VACPLUS SUCTION UNIT
K103535 · Apex Medical Corp. · JCX · Feb 24, 2011 · General, Plastic Surgery
Device Facts
| Record ID | K103535 |
| Device Name | VACPLUS SUCTION UNIT |
| Applicant | Apex Medical Corp. |
| Product Code | JCX · General, Plastic Surgery |
| Decision Date | Feb 24, 2011 |
| Decision | SESE |
| Submission Type | Traditional |
| Regulation | 21 CFR 878.4780 |
| Device Class | Class 2 |
| Attributes | Therapeutic |
Intended Use
The device is to be used to remove fluids from the treated tracheotomy patient airway.
Device Story
VacPlus is a portable AC/DC powered suction unit used to remove fluids from the airway of tracheotomy patients. The device consists of a pump unit, collection jar, bacteria filter, suction tubing, pressure gauge, and pressure adjustment knob. It is operated via an on/off switch and includes a remote controller. The device functions by generating suction to clear airway fluids, assisting in patient respiratory management. It is designed for portability, featuring a lightweight, compact form factor with an optional rechargeable battery for DC operation. Healthcare providers or caregivers use the device to maintain airway patency, directly impacting patient respiratory comfort and safety.
Clinical Evidence
Bench testing only. Testing included packaging, electrical safety, and performance testing per EN 60601-1, EN 60601-1-2, and EN/ISO 10079-1. A risk analysis of the system and its software was performed to validate overall operations. No clinical data was required as the device has no direct patient contact.

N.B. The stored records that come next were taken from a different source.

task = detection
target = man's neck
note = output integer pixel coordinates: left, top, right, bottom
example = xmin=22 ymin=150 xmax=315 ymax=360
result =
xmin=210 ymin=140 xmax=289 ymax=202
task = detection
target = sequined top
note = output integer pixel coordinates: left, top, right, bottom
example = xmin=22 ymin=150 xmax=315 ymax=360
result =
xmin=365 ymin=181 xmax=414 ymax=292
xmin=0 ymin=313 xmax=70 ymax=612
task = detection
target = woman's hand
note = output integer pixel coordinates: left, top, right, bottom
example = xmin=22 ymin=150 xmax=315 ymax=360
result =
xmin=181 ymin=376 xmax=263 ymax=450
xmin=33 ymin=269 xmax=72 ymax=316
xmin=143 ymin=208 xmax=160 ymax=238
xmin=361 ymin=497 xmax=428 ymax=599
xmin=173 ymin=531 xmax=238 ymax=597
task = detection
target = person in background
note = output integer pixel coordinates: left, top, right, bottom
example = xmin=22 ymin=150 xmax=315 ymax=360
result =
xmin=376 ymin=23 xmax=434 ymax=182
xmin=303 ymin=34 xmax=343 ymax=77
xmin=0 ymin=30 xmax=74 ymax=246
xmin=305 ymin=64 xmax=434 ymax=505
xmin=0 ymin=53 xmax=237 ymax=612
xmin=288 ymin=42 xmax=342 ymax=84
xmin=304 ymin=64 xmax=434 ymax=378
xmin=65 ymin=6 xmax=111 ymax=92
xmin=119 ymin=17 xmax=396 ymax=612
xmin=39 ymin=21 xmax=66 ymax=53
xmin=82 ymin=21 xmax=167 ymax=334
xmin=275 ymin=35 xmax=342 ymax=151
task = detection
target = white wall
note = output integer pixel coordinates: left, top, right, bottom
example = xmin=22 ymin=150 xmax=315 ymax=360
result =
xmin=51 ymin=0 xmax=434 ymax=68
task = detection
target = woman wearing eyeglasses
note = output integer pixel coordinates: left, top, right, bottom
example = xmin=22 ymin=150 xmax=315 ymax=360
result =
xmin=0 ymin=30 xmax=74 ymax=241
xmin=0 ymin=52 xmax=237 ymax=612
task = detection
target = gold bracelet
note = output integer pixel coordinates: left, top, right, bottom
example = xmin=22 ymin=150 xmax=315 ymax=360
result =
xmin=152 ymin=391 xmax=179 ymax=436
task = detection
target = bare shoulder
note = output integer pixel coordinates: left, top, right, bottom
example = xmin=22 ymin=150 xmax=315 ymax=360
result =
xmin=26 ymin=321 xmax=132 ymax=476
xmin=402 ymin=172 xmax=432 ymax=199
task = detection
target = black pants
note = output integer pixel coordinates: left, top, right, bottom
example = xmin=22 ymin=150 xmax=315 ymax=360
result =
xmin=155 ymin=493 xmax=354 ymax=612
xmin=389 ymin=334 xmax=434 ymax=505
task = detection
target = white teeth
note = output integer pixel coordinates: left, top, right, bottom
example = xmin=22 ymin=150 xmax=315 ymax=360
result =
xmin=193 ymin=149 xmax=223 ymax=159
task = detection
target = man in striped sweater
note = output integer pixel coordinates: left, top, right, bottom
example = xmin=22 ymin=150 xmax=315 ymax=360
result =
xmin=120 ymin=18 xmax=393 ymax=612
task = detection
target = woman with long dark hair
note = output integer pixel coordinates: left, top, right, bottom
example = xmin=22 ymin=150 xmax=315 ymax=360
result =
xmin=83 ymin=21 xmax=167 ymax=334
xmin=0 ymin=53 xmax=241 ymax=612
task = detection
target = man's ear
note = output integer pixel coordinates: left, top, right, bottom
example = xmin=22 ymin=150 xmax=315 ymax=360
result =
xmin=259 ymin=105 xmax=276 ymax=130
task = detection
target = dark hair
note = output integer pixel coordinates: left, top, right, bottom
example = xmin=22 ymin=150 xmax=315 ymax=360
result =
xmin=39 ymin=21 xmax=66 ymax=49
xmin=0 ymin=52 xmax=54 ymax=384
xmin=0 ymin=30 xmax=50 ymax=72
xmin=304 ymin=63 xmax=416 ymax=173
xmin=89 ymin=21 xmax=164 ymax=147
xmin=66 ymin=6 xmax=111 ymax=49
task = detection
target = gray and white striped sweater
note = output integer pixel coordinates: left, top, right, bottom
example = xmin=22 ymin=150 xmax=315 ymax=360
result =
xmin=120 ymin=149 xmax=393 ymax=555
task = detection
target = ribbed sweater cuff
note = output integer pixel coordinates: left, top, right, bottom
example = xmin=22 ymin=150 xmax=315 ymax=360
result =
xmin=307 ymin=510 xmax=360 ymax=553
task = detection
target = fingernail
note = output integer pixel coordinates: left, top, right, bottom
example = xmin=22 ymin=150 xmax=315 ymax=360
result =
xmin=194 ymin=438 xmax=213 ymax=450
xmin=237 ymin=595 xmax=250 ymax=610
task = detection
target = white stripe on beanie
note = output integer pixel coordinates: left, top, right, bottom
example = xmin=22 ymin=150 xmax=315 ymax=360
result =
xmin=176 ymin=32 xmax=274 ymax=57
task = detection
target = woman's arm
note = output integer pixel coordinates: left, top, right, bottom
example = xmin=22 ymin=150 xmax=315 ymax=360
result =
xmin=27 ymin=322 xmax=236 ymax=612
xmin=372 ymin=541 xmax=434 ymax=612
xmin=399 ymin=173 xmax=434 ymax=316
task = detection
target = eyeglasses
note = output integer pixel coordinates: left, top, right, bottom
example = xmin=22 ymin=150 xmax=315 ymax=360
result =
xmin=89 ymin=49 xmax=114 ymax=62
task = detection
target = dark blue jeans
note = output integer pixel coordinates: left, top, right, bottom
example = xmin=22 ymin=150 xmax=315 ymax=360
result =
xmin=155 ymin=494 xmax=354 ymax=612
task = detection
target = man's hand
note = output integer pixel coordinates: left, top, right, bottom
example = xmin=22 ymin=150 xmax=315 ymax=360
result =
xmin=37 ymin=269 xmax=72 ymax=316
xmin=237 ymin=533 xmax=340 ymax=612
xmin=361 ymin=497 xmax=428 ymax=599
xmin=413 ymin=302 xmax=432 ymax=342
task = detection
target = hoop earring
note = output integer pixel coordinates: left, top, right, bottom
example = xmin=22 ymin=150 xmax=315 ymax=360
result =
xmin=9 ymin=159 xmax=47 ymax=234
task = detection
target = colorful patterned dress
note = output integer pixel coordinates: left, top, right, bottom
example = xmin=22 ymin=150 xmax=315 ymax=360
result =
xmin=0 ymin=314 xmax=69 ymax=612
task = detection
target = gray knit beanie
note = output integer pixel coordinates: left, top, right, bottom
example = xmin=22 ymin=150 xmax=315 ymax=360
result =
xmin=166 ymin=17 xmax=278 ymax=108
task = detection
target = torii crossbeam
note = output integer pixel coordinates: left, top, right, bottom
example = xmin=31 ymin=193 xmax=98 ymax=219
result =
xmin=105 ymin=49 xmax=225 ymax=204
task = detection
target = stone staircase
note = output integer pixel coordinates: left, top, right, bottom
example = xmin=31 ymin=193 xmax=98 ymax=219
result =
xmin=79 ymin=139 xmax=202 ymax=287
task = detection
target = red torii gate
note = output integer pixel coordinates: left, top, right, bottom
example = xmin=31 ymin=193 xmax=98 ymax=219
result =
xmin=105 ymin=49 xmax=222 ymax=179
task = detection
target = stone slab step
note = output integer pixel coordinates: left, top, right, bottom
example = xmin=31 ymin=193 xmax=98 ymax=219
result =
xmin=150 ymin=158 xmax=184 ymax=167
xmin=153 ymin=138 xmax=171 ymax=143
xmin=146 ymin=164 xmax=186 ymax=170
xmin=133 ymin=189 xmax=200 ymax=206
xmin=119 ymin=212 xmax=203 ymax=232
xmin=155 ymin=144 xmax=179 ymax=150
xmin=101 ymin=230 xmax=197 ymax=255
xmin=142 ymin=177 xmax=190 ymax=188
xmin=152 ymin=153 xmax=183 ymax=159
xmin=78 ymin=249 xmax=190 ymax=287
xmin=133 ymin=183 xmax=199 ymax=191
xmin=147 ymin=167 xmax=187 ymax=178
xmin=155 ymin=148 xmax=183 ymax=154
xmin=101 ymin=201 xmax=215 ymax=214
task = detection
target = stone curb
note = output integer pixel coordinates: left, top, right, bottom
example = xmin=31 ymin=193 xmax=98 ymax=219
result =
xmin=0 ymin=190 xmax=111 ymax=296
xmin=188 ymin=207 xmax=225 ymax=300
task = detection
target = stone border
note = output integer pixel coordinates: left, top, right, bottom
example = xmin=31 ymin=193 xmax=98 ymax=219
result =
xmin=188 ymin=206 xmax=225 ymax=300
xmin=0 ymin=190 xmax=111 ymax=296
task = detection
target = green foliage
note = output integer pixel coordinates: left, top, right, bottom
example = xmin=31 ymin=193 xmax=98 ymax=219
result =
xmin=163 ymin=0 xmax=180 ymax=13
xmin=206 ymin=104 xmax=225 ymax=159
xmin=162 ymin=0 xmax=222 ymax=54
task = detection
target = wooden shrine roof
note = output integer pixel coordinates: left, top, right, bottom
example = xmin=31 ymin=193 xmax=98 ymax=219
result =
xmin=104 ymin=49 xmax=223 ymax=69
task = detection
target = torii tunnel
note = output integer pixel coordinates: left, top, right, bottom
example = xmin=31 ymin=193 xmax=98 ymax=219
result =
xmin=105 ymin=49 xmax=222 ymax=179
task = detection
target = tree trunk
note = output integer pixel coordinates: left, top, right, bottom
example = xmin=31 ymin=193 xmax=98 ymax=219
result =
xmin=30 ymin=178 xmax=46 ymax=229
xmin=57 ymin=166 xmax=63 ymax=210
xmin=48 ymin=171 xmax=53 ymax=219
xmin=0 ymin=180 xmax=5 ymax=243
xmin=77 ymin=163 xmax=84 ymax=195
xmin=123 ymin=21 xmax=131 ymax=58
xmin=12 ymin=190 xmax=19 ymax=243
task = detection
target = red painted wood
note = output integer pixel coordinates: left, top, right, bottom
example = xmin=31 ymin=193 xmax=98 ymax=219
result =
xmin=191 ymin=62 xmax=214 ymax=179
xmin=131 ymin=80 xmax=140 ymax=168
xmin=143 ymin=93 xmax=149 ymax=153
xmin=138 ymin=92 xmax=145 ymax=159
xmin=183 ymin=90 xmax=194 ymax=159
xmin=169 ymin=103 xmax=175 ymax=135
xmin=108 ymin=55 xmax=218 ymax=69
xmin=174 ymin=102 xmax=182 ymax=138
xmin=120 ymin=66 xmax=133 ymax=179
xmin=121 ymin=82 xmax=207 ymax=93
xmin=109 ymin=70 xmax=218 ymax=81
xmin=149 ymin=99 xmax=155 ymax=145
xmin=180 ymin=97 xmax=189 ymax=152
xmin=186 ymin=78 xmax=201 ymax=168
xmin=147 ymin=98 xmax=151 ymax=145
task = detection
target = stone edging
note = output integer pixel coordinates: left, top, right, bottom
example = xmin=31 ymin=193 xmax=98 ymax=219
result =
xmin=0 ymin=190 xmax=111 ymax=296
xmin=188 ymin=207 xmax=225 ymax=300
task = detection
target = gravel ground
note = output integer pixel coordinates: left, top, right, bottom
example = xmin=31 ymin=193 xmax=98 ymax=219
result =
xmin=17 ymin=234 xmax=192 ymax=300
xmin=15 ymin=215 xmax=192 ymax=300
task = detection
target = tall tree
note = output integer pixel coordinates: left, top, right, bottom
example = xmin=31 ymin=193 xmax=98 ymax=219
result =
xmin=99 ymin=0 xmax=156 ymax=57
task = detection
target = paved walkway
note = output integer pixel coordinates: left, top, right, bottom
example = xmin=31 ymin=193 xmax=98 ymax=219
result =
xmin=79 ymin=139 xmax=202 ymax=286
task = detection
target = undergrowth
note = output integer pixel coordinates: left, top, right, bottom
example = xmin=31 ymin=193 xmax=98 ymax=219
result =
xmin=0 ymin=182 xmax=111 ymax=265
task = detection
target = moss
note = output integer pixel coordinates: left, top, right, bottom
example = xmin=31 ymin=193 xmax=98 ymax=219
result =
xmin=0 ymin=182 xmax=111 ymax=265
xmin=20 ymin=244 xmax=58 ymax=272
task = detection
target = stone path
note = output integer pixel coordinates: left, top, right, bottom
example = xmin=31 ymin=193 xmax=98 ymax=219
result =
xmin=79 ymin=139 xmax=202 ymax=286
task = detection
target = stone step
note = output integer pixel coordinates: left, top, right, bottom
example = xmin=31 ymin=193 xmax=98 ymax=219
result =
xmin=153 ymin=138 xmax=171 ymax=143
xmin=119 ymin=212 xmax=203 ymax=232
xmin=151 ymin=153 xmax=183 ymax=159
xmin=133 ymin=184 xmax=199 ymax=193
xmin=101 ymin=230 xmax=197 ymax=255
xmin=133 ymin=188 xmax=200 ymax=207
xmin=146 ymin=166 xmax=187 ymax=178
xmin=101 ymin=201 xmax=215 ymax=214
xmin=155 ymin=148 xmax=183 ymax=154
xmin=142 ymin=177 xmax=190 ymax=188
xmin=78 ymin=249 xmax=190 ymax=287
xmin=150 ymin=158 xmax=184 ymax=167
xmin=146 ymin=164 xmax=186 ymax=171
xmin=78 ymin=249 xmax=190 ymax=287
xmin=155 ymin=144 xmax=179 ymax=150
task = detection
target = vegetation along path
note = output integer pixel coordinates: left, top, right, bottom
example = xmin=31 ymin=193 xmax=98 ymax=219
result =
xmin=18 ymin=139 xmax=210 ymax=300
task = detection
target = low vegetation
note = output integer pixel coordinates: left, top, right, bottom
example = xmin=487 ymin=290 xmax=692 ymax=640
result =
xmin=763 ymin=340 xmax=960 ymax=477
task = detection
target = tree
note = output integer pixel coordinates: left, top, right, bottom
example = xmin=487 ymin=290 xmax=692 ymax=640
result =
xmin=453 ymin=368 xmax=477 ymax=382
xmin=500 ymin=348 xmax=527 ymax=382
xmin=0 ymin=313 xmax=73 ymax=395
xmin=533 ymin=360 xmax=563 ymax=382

Technological Characteristics
Powered suction pump; AC/DC operation; includes rechargeable battery, remote controller, collection jar, bacteria filter, and pressure gauge. Complies with EN 60601-1 (electrical safety), EN 60601-1-2 (EMC), and EN/ISO 10079-1 (suction equipment performance).
Indications for Use
Indicated for the removal of fluids from the airway of patients who have undergone a tracheotomy.
Regulatory Classification
Identification
A powered suction pump is a portable, AC-powered or compressed air-powered device intended to be used to remove infectious materials from wounds or fluids from a patient's airway or respiratory support system. The device may be used during surgery in the operating room or at the patient's bedside. The device may include a microbial filter.
Predicate Devices
- DeVilbiss Suction Unit, Model 7305P (K982304)
Related Devices
- K132308 — CLIQ DV-300 ASPIRATOR · Ding Hwa Co., Ltd. · Dec 30, 2013
- K080005 — SPARMAX ASPIRATOR, MODELS TC-2000V ND VC-701 · Ding Hwa Co., Ltd. · Apr 24, 2008
- K964997 — S-SCORT (2500) · Sscor · Mar 5, 1997
- K993668 — LAERDAL SUCTION UNIT,(4000) MODEL 78 00 20 · Laerdal Medical A/S · Dec 20, 1999
- K063448 — EMG AC/DC SUCTION UNIT · Emg Technology Co., Ltd. · Nov 30, 2006
Submission Summary (Full Text)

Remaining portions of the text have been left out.